Creating a Pet-Safe Yard

February 27, 2015 | Gardening, posted by Sasha

dog and cat in grass

Unfortunately, many of the products that are beneficial for grass health aren’t so great for curious pets. Want to see your grass thriving while also keeping your pets healthy? Follow these parameters for using lawn and garden products in a way that keeps your dog or cat safe.


Colorful flowers and plants make your yard look beautiful and varied, but unfortunately some are toxic for pets, including common plants like easter lilies, irises, and even apple trees. It’s also important to be mindful of these toxins if you decorate your home with potted plants or flowers in a vase (cats are known to jump on the table to eat your flowers!). To best safeguard your four-legged family members, check out this list of poisonous plants for pets compiled by the Humane Society.

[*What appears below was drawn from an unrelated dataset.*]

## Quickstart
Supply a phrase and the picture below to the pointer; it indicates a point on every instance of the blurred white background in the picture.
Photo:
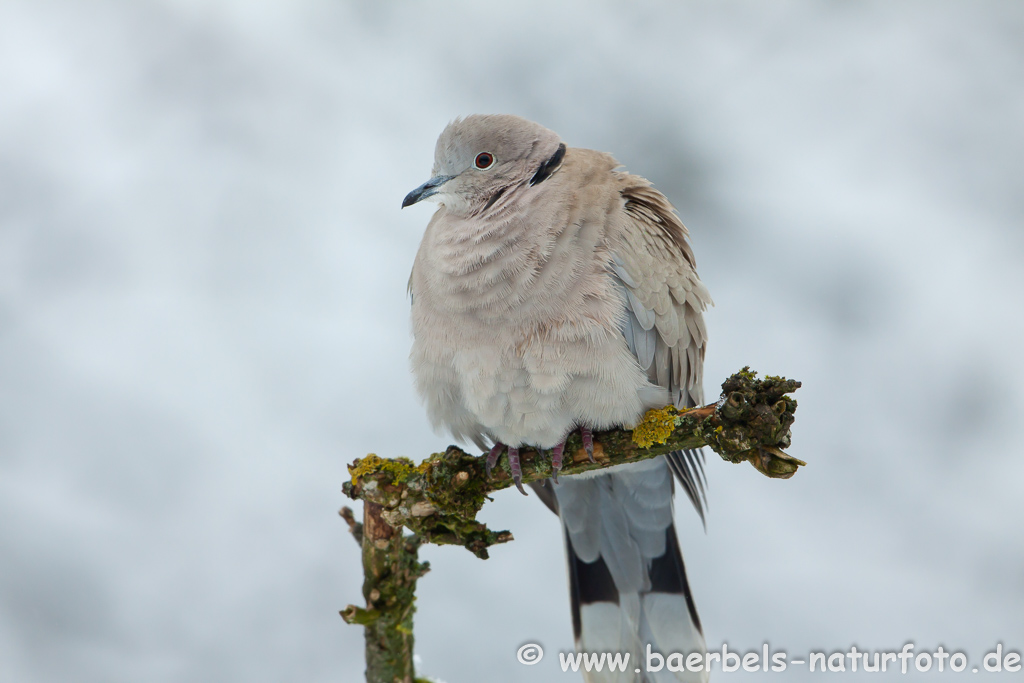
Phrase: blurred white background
(203, 317)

When it comes to safe mulches for pets, natural material is almost always best. Shredded pine or cedar mulches work well, as do stone and rock mulches. Try to find mulches that do not contain resins, insecticides, herbicides, or fertilizers, as these can be poisonous for your animals. Another important point: many homeowners have started using cocoa bean shells in their landscaping because of their pleasant color and scent. However, because they are a by-product of chocolate production, they are very dangerous for dogs. Cocoa can cause indigestion, vomiting, muscle tremors, and seizures in canine, so this is definitely a mulch to steer clear of if you’re a dog owner.

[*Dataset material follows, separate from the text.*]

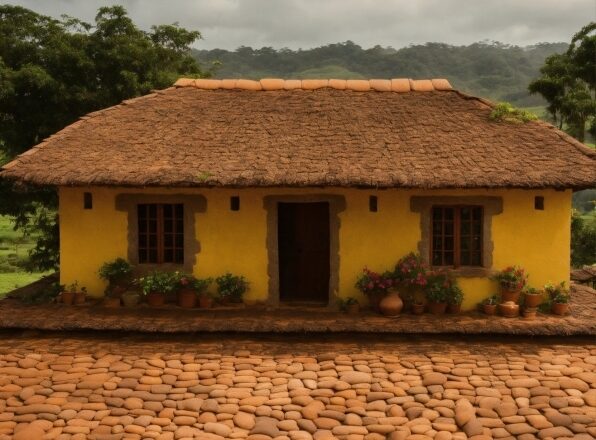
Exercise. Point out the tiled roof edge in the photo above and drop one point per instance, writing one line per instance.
(358, 85)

Fertilizers can be incredibly effective for keeping your lawn lush and green, but they can be upsetting for your pets’ tummies. Fertilizers are often attractive to animals because they can include bone meal and poultry manure. In fact, calls regarding fertilizer are one of the top 10 most common for the Animal Poison Control Center hotline.

If you’re using liquid fertilizer, don’t let your pet on a treated lawn until the grass blades are dry to the touch. For granular fertilizer, you should typically wait a full 24 hours (48 if you want to be extra cautious) before letting your pet on the grass. If you have both a front yard and backyard, it helps to fertilize them on different days so your pet always has a safe place to go. Otherwise, you can take your dog for walks until the yard is clear. If your pet does go outside, be sure to wipe its paws when it comes back in. It’s not that the chemicals will be absorbed through their paws, it’s that animals have a tendency to lick their paws clean, which becomes dangerous if there are gardening chemicals on them.


Over 50% of calls to the Animal Poison Control Center regarding cat health pertain to cats being exposed to insecticides. Although these chemicals are usually excellent in helping you achieve healthy grass, their ingredients aren’t as excellent for your pets. Read the manufacturer’s directions for proper storage and keep them somewhere pets can’t reach them.